CapRock, a Newport Beach-based industrial manager, anticipates that steadily rising interest rates will have a slow-moving impact on the pricing and valuation of properties in the sector.

The observations come as the firm earlier this month completed the sale of CapRock Tropical Logistics Phase 1, a pair of newly built Class A warehouses in North Las Vegas totaling 1.1 million square feet. The properties were fully leased to a trio of investment-grade credit tenants, factors that helped to spur interest in the assets, said Taylor Arnett, first vice-president of acquisitions.

The company took the property to market earlier this year via Cushman & Wakefield with the aim of getting the assets in front of a global institutional audience. More than 100 investors expressed interest in the properties, with Cushman fielding multiple offers due to the property’s location, design and tenant roster, Arnett said.

The story around industrial properties is likely to become more nuanced, however, as interest rates continue to rise, Arnett said. CapRock believes there will still be extensive demand for the Class A assets on which the company develops or executes value-added strategies because of long-term secular changes stemming from the covid-19 pandemic. The industrial market was red-hot prior to the pandemic and saw demand accelerate even further, both from tenants and investors, he explained.

“What drove this interest was the further shift from traditional retail to e-commerce,” Arnett said, noting demand is particularly high in the firm’s target markets of Orange County, Northern California, Phoenix, Texas, Salt Lake City and Las Vegas. “Industrial jumped about 10 years forward due to covid, with more warehouses needed. With the supply chain issues we saw, companies wanted to house more products so that they were not the prisoners of the old just-in-time inventory model.”

Prior to interest rates rising, CapRock was observing what Arnett called a dramatic decrease in cap rates that propelled increased valuations. At the same time, many markets were seeing rent growth of 30 percent to 50 percent in 2021.  The combination of decreasing cap rates and unprecedented rent growth had drastic effects on valuations.
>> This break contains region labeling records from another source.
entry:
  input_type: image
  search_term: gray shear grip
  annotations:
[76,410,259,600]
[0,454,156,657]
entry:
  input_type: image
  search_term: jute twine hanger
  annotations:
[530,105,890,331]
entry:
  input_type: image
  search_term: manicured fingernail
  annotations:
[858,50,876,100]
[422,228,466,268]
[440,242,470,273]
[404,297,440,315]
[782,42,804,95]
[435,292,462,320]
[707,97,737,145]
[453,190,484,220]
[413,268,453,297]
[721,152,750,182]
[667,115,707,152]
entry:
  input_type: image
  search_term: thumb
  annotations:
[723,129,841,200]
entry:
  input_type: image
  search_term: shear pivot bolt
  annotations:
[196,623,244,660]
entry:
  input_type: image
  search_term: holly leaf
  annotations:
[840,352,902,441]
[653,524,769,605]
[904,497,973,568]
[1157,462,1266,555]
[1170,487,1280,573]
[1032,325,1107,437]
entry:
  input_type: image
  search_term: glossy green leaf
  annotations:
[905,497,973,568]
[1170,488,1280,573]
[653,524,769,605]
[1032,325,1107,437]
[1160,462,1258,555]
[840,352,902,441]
“I am not exaggerating that we have seen certain assets in certain markets have doubled or tripled in value in the past few years,” Arnett said. “It has been a historic run in industrial, but things are starting to change a bit. We are starting to see some choppiness in some parts of the market because almost all real estate investors use debt and obviously rates have gone up significantly in the past few months. Still, the fundamentals are strong for industrial real estate.”
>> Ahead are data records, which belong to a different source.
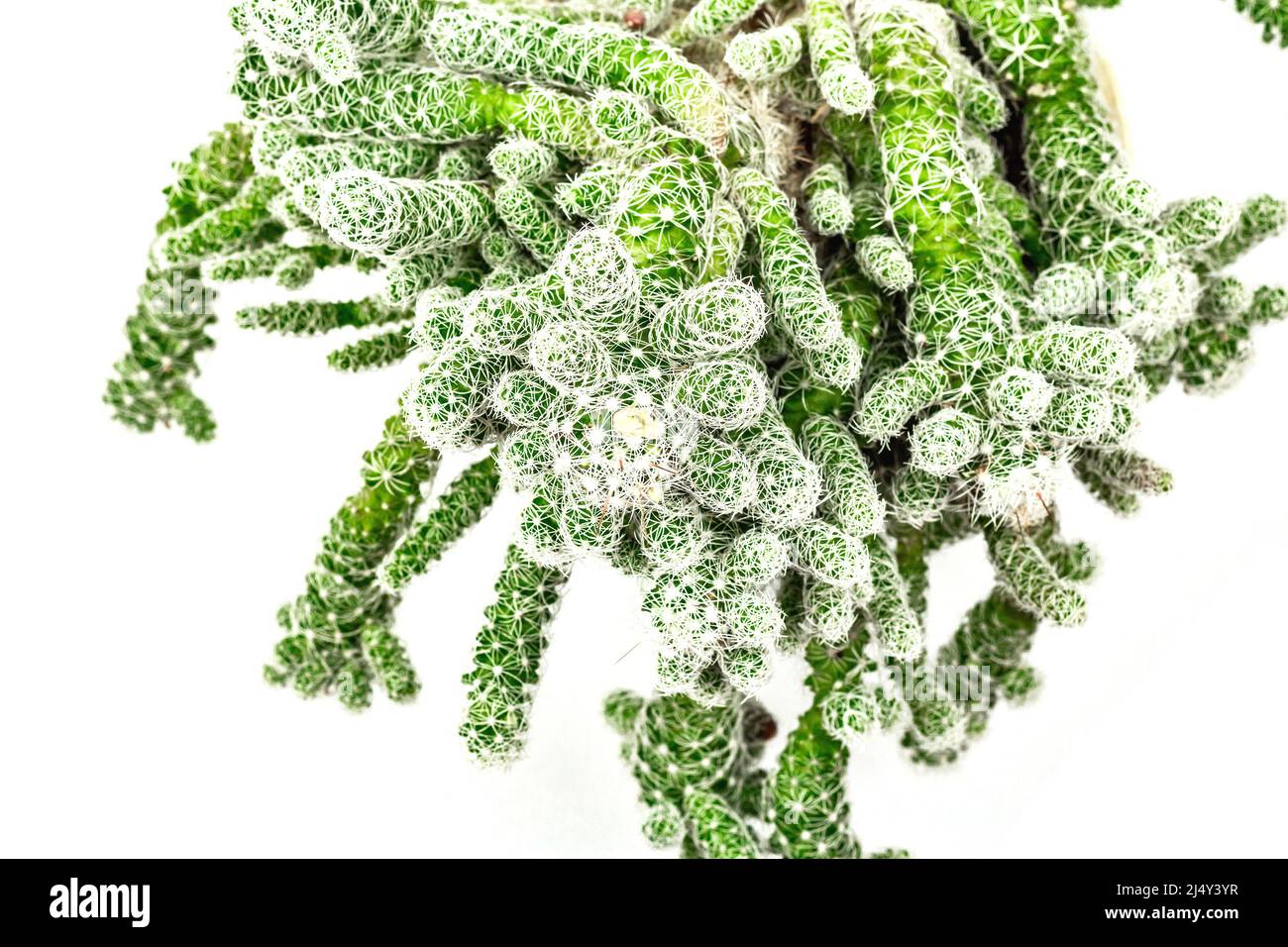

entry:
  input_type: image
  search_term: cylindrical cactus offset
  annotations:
[265,416,439,710]
[725,21,805,82]
[106,0,1288,858]
[233,0,433,82]
[233,55,602,156]
[428,7,729,152]
[461,546,568,764]
[805,0,875,115]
One impact from higher rates is a ripple effect affecting the pricing of assets, specifically properties leased to tenants on a long-term basis.

“If you have a property with a 10- or 15-year fixed lease and you are a buyer who wants to buy a coupon and use debt to get to a specific yield and you see debt prices go up by 150 basis points, then you obviously cannot get the same type of yield you are trying to seek,” Arnett said. “Because the fundamentals of the leasing market in industrial are so strong, we have not seen so much of an impact on value-added or development deals where there is low vacancy, and you can mark tenants to market sooner and that is largely due to the fact that rent growth is strong and supply is way behind demand.
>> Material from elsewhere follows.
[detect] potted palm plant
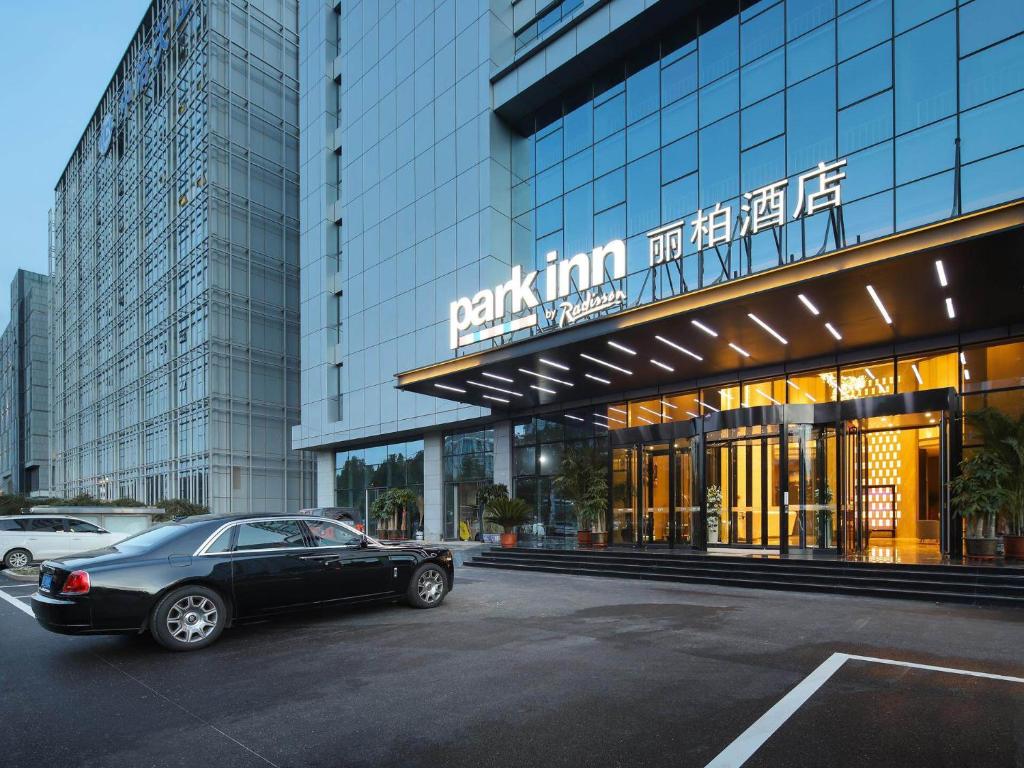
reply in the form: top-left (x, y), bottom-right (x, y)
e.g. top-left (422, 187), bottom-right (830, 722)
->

“As long as you are not locked into five plus years of an income stream, the market feels good about the potential for rent growth increases. But if you are running your pro forma based on interest rate changes, you may be seeing a bit of a cooling off of land values at the front end of the development process.”

While Arnett has not seen this yet, the phenomenon will likely take a few months to trickle through the market. “Tenant demand is extremely strong and, because of the two- or three-year process of getting new product to the market, it is a slow-moving ship. I think development and construction are going to be strong, but there will be a cool off of land values and how aggressively developers might be on new land given the simple math of increasing interest rates and cap rates over the next 12 to 24 months,” he said.